Teror, intimidasi, dan pembunuhan digunakan militer Indonesia untuk mensukseskan agar hasil Pepera ‘memenangkan’ Indonesia yang saat itu berada dalam kendali Orde Baru. The Diplomat mencatat, beberapa tahun setelah referendum, kurang lebih 30.000 rakyat Papua yang dinilai memprotes integrasi Papua Barat ke NKRI dibunuh oleh militer Indonesia.

Kenapa militer Indonesia begitu represif sejak menduduki Papua, hingga masa-masa Pepera dan setelahnya? Penulis menduga, ada hubungannya kepemimpinan Soeharto. Pada tanggal 13 Januari 1962, Soeharto dilantik menjadi panglima Mandala dan dinaikkan pangkatnya menjadi Mayor Jenderal. Soeharto juga merangkap sebagai Deputi Kasad Wilayah Indonesia bagian Timur. Atas perintah Soekarno, Soeharto mulai memimpin Operasi Trikora sejak 19 Desember 1962. Pada 1 Mei 1963, ia diangkat sebagai Panglima Komando Strategis Angkatan Darat (Kostrad) dan membentuk Komando Operasi Pemulihan Keamanan dan Ketertiban (Kopkamtib). Tanggal 3 Oktober 1965, Soeharto diangkat sebagai Panglima Kopkamtib dan melakukan pembersihan besar-besar terhadap siapapun yang dituduh sebagai G30S.

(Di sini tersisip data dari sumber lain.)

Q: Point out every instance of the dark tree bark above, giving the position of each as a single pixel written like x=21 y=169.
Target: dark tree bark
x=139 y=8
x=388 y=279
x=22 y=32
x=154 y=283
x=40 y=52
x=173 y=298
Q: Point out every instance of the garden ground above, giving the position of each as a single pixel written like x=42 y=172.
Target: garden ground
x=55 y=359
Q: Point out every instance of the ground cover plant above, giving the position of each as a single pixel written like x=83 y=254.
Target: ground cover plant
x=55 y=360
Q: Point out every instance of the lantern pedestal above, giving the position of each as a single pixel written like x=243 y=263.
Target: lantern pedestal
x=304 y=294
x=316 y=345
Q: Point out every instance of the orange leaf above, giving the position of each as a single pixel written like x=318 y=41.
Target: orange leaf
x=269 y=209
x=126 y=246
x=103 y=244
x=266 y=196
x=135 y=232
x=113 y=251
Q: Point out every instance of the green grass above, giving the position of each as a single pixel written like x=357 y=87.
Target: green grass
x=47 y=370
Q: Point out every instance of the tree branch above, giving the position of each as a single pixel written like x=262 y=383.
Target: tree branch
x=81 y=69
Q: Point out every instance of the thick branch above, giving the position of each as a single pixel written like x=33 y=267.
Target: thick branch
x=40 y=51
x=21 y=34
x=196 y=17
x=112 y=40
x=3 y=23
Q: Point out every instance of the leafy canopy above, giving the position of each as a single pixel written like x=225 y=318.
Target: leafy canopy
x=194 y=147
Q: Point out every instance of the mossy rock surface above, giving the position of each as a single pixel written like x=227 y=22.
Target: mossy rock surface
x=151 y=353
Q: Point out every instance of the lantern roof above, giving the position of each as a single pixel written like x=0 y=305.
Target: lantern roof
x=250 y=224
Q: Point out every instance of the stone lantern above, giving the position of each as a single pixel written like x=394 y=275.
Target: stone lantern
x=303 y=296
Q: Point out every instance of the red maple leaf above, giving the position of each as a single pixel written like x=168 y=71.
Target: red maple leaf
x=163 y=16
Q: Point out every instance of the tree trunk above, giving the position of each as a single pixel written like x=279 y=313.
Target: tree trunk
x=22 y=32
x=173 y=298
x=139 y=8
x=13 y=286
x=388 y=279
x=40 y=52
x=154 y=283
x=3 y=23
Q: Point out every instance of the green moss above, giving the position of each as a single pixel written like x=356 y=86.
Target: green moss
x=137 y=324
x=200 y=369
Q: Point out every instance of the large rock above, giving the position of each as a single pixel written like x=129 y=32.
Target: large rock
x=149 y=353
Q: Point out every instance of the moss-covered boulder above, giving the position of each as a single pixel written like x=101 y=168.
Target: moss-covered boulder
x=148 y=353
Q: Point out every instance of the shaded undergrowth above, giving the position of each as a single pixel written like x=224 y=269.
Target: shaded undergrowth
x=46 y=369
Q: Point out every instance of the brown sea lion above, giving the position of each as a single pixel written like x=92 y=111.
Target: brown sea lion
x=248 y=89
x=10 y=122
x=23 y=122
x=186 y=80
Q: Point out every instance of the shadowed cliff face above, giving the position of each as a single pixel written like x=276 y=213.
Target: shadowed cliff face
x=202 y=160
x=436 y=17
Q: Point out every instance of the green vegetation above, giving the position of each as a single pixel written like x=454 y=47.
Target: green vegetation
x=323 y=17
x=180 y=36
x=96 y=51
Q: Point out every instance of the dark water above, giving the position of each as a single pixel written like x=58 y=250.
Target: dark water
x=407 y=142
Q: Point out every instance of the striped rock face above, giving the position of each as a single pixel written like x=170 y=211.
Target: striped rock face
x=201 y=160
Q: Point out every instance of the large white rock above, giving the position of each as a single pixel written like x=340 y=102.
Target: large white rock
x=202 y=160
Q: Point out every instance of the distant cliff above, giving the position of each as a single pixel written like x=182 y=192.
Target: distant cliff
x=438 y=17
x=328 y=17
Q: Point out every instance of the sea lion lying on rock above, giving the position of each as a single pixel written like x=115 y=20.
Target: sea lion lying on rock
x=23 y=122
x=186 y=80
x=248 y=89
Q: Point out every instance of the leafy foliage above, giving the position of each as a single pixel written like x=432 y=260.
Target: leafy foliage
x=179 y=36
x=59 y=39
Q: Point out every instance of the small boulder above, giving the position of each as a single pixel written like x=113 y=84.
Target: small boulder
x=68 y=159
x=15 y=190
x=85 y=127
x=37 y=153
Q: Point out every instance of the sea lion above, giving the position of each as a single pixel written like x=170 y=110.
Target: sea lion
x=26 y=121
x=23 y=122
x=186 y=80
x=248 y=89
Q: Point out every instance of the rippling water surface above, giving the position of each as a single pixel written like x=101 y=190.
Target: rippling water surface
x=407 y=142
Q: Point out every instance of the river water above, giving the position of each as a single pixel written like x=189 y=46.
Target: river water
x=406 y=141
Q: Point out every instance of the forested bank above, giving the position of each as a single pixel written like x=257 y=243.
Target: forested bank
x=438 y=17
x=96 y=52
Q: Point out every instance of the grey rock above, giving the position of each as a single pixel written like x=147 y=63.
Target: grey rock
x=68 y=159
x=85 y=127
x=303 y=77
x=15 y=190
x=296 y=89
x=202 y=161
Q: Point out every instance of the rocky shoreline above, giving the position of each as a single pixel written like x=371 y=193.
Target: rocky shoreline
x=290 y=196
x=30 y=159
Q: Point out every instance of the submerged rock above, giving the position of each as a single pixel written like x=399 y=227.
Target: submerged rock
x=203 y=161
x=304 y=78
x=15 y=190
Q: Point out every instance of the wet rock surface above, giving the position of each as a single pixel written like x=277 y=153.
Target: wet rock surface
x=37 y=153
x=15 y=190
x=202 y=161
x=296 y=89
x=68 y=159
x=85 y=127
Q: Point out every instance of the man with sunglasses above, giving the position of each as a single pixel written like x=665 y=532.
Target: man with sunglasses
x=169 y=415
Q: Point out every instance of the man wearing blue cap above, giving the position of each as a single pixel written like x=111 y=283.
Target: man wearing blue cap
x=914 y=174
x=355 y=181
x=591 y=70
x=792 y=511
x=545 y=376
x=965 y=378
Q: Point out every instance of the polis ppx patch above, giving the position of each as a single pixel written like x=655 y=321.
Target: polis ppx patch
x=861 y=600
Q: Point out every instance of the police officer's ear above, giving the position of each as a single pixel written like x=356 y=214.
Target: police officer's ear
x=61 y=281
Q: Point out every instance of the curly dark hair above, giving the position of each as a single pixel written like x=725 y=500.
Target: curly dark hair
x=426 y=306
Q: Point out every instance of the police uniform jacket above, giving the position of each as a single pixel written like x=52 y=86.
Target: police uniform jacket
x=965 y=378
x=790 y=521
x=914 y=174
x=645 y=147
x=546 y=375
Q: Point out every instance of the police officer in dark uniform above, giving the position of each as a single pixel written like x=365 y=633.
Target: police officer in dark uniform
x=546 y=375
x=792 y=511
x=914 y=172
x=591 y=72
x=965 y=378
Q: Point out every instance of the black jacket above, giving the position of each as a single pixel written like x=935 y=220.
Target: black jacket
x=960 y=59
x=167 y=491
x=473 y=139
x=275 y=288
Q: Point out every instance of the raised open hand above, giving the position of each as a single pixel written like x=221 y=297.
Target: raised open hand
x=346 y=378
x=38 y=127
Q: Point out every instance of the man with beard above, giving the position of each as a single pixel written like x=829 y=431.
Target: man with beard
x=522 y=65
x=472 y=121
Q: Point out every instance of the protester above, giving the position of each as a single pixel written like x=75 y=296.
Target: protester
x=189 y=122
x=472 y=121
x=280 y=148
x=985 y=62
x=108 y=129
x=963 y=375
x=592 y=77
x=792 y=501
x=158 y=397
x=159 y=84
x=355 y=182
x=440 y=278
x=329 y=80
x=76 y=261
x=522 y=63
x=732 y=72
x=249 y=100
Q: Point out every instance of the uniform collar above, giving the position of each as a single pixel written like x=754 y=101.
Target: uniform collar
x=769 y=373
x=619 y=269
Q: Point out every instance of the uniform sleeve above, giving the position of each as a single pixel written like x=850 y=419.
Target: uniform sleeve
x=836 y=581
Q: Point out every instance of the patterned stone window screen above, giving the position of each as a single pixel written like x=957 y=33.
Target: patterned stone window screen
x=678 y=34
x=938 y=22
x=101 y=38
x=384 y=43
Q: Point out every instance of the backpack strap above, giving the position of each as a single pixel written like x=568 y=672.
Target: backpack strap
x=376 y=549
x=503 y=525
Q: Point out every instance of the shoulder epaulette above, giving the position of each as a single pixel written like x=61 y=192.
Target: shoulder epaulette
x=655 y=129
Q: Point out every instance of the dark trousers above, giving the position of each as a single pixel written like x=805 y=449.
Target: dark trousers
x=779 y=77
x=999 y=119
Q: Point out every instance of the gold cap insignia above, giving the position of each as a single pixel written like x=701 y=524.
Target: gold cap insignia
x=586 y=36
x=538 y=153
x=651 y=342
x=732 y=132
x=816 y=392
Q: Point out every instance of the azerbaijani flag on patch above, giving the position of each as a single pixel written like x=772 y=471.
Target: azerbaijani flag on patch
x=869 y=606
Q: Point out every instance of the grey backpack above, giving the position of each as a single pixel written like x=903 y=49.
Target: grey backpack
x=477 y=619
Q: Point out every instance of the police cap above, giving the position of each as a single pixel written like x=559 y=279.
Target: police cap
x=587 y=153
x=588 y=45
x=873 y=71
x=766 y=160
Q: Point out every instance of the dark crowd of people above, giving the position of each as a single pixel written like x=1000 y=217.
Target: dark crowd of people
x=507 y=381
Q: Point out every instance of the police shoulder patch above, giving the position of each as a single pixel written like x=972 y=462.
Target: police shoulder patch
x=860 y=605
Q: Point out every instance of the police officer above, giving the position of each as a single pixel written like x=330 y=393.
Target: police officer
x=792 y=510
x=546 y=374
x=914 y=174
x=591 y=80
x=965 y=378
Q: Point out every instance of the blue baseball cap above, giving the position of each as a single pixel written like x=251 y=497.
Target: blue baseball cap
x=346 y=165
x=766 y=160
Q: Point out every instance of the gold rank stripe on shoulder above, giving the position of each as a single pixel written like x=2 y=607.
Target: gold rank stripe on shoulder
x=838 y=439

Pasca itu, berbagai upaya ia lakukan untuk mengkudeta Soekarno yang sudah dalam posisi lemah seiring dihabisinya kekuatan PKI dan pendukungnya. Sejak 25 Juli 1966 hingga 17 Oktober 1967, Soeharto adalah Ketua Presidium Kabinet yang menguasai pemerintahan menyusul keluarnya Surat Perintah 11 Maret 1966 yang konspiratif itu. 12 Maret 1967, saat dilantik sebagai Presiden, praktis sejak itulah, Indonesia sepenuhnya dalam kendali Orde Baru. Artinya, Soeharto tidak lagi memegang urusan di Papua atas instruksi Soekarno, tetapi ia sendirilah yang mengintruksikan seluruh persoalan Papua sebagai kebijakan pusat. Maka sebelum Pepera dilaksanakan sekalipun, Soeharto—dengan tabiat yang anda bisa nilai sendiri—sudah berani meneken perjanjian Kontrak Karya dengan Freeport untuk mengekspoitasi perut pegunungan Grasberg pada tahun itu juga, tepatnya pada 7 April 1967. Awalnya 10 ribu hektare, lalu diperluas hingga 2,5 juta hektare pada 1989 dengan kontrak baru.

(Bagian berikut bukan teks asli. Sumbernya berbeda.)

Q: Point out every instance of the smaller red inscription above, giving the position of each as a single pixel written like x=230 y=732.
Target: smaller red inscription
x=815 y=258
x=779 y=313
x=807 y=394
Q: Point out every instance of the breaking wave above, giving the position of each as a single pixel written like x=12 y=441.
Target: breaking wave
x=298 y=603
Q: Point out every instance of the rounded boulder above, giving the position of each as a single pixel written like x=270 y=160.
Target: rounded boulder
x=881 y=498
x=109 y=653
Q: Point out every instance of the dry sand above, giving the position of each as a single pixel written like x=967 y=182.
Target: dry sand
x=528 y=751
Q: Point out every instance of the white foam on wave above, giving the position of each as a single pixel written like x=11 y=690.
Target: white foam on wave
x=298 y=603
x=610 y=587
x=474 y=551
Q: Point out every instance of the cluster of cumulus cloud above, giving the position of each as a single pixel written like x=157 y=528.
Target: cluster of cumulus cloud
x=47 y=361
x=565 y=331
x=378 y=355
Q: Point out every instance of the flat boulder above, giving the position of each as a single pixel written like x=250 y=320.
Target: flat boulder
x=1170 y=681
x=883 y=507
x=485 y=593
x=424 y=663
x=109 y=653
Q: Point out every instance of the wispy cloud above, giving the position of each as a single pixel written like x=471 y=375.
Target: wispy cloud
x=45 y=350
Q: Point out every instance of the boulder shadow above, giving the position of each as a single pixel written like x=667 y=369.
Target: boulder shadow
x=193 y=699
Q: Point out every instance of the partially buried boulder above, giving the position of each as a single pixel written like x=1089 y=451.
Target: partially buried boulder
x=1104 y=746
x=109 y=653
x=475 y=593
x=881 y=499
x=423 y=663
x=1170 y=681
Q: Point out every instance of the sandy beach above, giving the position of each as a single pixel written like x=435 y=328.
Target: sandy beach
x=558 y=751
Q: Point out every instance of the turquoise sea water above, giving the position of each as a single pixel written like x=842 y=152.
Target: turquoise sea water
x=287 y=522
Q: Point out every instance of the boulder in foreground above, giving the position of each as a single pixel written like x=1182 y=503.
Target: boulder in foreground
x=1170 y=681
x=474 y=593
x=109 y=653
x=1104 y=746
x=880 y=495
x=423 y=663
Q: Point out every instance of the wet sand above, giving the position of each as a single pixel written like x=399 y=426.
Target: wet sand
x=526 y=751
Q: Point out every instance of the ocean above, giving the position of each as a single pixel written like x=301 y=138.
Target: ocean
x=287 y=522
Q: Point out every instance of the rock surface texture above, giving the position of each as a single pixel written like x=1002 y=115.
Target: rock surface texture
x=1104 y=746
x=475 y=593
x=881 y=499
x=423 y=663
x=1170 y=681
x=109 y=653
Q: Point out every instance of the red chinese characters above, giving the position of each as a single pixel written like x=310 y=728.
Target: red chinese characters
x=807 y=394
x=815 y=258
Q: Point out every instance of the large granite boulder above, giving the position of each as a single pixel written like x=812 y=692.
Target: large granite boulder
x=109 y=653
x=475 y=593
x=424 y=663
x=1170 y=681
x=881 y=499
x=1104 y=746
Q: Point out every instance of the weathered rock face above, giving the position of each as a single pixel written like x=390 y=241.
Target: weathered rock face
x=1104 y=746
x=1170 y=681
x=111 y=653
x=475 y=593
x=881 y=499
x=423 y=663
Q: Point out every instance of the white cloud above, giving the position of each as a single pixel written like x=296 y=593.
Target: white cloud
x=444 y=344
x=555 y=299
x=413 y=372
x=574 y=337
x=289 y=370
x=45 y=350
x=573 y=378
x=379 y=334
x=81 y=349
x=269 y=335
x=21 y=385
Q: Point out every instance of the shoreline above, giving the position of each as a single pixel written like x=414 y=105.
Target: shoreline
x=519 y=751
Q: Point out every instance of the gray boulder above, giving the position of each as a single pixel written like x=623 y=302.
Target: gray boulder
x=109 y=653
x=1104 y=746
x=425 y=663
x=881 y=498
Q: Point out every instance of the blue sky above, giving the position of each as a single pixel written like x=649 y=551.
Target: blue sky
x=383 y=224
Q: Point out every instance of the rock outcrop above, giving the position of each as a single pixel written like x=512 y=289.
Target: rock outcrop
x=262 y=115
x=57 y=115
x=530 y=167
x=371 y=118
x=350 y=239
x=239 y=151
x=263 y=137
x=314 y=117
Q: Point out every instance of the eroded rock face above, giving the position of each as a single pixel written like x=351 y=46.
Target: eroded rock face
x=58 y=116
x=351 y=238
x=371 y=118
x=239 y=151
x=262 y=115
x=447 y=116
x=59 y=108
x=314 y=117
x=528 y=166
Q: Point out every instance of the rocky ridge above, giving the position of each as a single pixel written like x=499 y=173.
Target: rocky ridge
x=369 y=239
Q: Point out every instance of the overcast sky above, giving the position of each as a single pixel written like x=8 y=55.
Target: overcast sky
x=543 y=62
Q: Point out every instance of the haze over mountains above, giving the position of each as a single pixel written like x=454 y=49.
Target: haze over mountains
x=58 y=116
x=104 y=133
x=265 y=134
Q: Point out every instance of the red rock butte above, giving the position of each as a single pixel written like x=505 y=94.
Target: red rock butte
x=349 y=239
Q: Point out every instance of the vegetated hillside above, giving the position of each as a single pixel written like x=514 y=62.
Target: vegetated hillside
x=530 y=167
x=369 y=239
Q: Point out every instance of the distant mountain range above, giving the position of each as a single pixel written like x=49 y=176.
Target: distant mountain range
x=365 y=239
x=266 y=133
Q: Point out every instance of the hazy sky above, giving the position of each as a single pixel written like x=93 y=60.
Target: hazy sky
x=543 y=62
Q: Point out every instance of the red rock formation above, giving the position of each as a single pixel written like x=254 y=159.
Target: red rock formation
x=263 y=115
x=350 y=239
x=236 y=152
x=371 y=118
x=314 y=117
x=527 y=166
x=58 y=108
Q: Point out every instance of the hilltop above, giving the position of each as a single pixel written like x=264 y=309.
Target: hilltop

Tidak perlu penulis jelaskan bagaimana karakter kepemimpinan Soeharto. Di masanya, menyebut “Papua” bisa dituduh separatis, ditangkap tanpa pengadilan, dan dibunuh. Human Right Watch mencatat, hingga 2006 telah lebih dari 500.000 warga Papua telah direnggut nyawanya secara sistematis, dan ribuan lain mengalami diskriminasi rasial, penangkapan sewenang-wenang, penyiksaan, pemenjaraan, dan pemerkosaan.

Hingga kini, Pemerintah menjadikan hasil Pepera 1969 sebagai dasar untuk mengklaim integrasi Papua dalam Republik Indonesia. Padahal, pelaksanaan Pepera sendiri sudah cacat. Kenapa orang Papua terus menyuarakan kemerdekaannya? Jawabannya, karena sejak awal mereka ingin mendirikan negara sendiri. Dan kita, Indonesia, memang belum memberikan kesempatan kepada mereka untuk menentukan nasibnya sendiri (self determnation). Yang ada, Pemerintah Indonesia menganeksasi Papua sejak Trikora. Itulah sebabnya, kenapa stigma separatisme terhadap mereka memang tidak memiliki dasar. Apalagi pasca aneksasi, perut bumi Papua dikuras, hutan-hutan dialihfungsikan ke perkebunan. Pada saat bersamaan, tak ada kebebasan politik dan berpendapat di sana. Hak ekonomi, sosial, dan budayanya juga diabaikan. Itu sebabnya pula, kenapa sejak operasi Trikora hingga sekarang, mereka menganggap Indonesia mengkoloni Papua.

Masihkah masyarakat Indonesia memberikan tuduhan-tuduhan tidak beradab dan tanpa dasar itu (separatis) pada rakyat Papua yang menuntut referendum? Kapan kita menginsyafi ‘penjajahan’ bangsa sendiri terhadap bangsa lain dan memberikan hak pada mereka untuk menentukan nasib sendiri?